When it was rumored that leftist actor Ed Asner was slated to play Stalin it was only natural, for although deprived of Stalin’s lethal tools, Asner has emulated all the left-wing hate and paranoia of the Soviet dictator.
Serving two terms as president of the Screen Actor’s Guild in the 1980s, Asner sought to use the Guild to oppose then-President Ronald Reagan’s policies against the totalitarian Sandinistas in Nicaragua, who ruled the country with an iron fist, shutting down opposition newspapers, jailing critics, and beating up those who tried to vote.

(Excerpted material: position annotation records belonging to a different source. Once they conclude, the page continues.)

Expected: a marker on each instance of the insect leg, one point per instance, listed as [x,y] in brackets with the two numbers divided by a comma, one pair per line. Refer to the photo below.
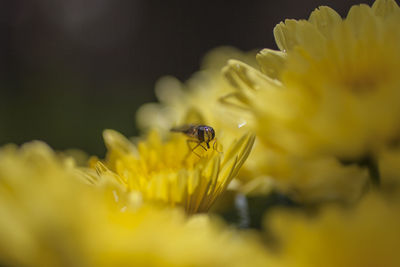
[188,141]
[215,145]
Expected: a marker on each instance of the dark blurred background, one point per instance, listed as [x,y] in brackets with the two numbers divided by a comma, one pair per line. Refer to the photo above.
[71,68]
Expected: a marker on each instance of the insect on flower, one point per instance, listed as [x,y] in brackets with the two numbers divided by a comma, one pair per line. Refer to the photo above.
[199,134]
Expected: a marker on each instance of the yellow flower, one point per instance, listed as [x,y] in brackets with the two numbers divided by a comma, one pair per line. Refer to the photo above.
[197,100]
[311,180]
[168,172]
[333,89]
[367,235]
[48,217]
[324,98]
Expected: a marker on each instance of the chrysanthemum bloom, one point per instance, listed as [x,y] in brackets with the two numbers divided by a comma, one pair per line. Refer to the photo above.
[198,100]
[169,172]
[367,235]
[49,217]
[329,95]
[334,87]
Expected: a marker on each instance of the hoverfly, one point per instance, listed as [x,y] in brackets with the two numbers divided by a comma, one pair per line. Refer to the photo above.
[199,134]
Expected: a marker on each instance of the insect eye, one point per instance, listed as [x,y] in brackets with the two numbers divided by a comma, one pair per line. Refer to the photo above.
[200,132]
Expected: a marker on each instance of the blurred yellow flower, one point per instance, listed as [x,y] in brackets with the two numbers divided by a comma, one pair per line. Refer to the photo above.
[197,100]
[367,235]
[168,172]
[48,217]
[333,89]
[323,99]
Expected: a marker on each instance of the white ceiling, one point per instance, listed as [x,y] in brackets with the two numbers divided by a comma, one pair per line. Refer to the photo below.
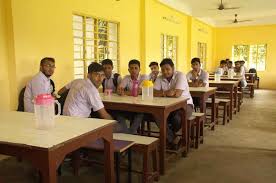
[261,12]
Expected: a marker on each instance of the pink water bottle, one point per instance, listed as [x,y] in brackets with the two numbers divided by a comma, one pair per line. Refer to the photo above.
[134,91]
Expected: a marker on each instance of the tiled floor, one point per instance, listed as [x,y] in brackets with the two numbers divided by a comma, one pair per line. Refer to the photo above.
[243,151]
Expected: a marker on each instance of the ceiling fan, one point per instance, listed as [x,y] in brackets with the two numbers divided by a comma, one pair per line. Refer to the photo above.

Opposed by Guild members like Charlton Heston (who Asner once called “a cocksucker”) and actor Robert Conrad, both of whom wanted the Guild to remain apolitical, Asner took to the streets, denouncing Reagan and stating that the Communist-backed Sandinistas were not his enemies.
Soon, Asner was seen with Sandinista leader Daniel Ortega (soon to be voted out, thanks to a U.N. monitored election), and despite seeing Ortega’s secret police beating up those trying to vote, remained silent on the matter.
But when it happens to be so-called “political prisoners” in the United States, Asner is far from silent. Despite eyewitnesses, several of whom were African-American, witnessing former Black Panther Mumia Abu-Jamal murdering a police officer, Asner, along with other Left Coast celebrities, has waged a fervent campaign to get the Marx-quoting actor released from prison.
Regarding the 9-11 attacks, Asner belongs to the 9/11 Truth organization, which has accused the Bush administration of either orchestrating the 9-11 attacks or allowing them to happen in order to feed the American war machine.
Asner has also seen conspiracies even in the publishing industry. Believing that the Rosenbergs were framed for selling secrets to the Soviet Union, Asner starred in a fictionalized treatment of the couple, the movie Daniel, which was ambiguous about the verdict but nevertheless portrayed the couple as admirable progressives. When the book The Rosenberg File, by historians Ron Radosh and Joyce Milton, who asserted their guilt, appeared before the film premiered, Asner accused the publishers of conspiratorially trying to taint the movie.
He also echoed the standard leftist narrative regarding American’s policies toward Communist Cuba. A fervent Castro supporter to this day, Asner blamed America for pushing the late Castro into the Soviet camp:
“When Castro first took over, we all celebrated enormously. Cuba … had finally found its freedom…. [But] the United States could not tolerate … a little Hispanic country 90 miles off the United States declaring its independence of the United States, so immediately embargoes, everything began to take place, forcing him into the sphere of Soviet influence.”
Asked in 2003 about Castro’s denial of free elections for 40 years, Asner re-directed the question to his hated America, claiming there are no free elections in America. And despite Castro’s brutal policies to his citizens who are people “of other color,” Asner has instead focused on so-called American racism: “there is a strong streak of racism whenever we engage in foreign adventures. Our whole history in regime change has been of people of different color.”
Asner is equally notorious for spewing leftist-inspired hate. During Heston’s tenure as SAG president, Asner threatened to punch the actor out. Regarding Reagan, Asner stated that the then-President’s economic policies were in effect “urinating in the mouths of workers.” To conservative radio personality, Sean Hannity, Asner declared his hatred of Hannity on the conservative’s show.
In Lionel Trilling’s wake-up call to fellow-traveling liberals who defended Stalin in the 1930s, The Middle of the Journey (1947), the author’s main character, resistant at first to the view that Stalin’s Purge Trials were a monstrous frame-up, eventually came around based on the hate he saw exhibited by a fellow-traveling couple toward a renegade Communist defector; he reasoned that if the couple had the means they would have liquidated the renegade as Stalin did toward his foes.
This fits Asner perfectly. His life has been characterized by homicidal leftism and if ever plays Stalin it could be considered a form of fantasy; for the actor could imagine using “a government” to liquidate the Hestons and Hannities of the world.